UC Riverside is leading one of the NASA Astrobiology Program’s eight new research teams tackling questions about the evolution and origins of life on Earth and the possibility of life beyond our solar system.

An Earth-like “exomoon” orbiting a gas giant planet in a star’s habitable zone. Credit: NASA/JPL-Caltech

The teams comprise the inaugural class of NASA’s Interdisciplinary Consortia for Astrobiology Research program. The UCR-led team is motivated by the fundamental question of how to detect planets that could host life and remain habitable despite tremendous change over time, which requires hunting for biological gases in the atmospheres of planets light years beyond our solar system.

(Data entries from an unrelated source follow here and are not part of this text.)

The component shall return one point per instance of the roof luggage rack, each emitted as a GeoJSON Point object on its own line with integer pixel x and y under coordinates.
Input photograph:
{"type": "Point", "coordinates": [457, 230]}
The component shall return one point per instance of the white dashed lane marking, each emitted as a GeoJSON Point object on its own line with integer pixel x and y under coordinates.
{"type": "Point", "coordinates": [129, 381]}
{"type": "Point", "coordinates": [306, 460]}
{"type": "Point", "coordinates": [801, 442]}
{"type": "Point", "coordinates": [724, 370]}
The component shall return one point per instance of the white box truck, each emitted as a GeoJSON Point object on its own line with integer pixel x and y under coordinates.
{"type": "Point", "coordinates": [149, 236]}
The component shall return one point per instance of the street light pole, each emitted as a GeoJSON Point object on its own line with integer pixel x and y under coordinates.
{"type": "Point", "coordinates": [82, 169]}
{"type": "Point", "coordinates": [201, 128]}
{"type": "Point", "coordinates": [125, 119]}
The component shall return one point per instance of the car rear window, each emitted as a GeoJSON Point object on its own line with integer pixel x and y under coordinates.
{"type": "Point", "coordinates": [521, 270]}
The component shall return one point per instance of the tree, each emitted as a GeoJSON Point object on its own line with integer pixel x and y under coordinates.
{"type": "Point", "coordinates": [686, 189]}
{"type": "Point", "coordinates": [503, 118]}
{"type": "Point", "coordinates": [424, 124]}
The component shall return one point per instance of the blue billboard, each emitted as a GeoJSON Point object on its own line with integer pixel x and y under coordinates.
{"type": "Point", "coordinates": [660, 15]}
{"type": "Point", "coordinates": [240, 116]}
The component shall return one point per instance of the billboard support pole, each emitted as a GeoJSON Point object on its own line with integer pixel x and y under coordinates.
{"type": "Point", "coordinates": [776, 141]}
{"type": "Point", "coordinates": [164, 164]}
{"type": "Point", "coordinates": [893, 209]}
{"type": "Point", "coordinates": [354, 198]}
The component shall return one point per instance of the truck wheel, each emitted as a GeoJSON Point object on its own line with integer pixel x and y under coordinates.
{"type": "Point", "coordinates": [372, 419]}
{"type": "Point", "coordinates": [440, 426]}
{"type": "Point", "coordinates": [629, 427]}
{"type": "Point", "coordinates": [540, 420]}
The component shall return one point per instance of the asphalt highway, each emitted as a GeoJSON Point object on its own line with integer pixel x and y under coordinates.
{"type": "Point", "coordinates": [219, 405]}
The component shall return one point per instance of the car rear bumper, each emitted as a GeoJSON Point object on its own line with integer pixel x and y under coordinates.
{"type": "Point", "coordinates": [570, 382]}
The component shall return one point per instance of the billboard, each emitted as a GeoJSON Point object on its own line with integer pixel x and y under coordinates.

“To achieve this goal, our research focuses on the many diverse chapters of Earth’s history—or alterative Earths—that span billions of years and offer critical templates for examining exoplanets far beyond our solar system,” said UCR biogeochemist Timothy Lyons, the project leader.

Because of their immense distance from us, humans will likely never visit those planets, at least not soon, Lyons said. However, in the near future, scientists will be able to analyze the compositions of these planets’ atmospheres, looking for gases like oxygen and methane that could come from life.

Earth has undergone dramatic changes over the last 4.5 billion years, with major transitions occurring in plate tectonics, climate, ocean chemistry, the structure of our ecosystems, and composition of our atmosphere.

“These changes represent an opportunity,” Lyons said. “The different periods of Earth’s evolutionary history provide glimpses of many, largely alien worlds, some of which may be analogs for habitable planetary states that are very different from conditions on modern Earth.”

Exciting new research frontiers for Lyons’ team include studies of Earth’s first 500 million years, as well as predictions about our planet and its life billions of years in the future.

Studying biosignature gases in Earth’s past will allow the team to design telescopes and refine interpretative models for potential traces of life in distant exoplanet atmospheres, noted Georgia Tech biogeochemist Christopher Reinhard.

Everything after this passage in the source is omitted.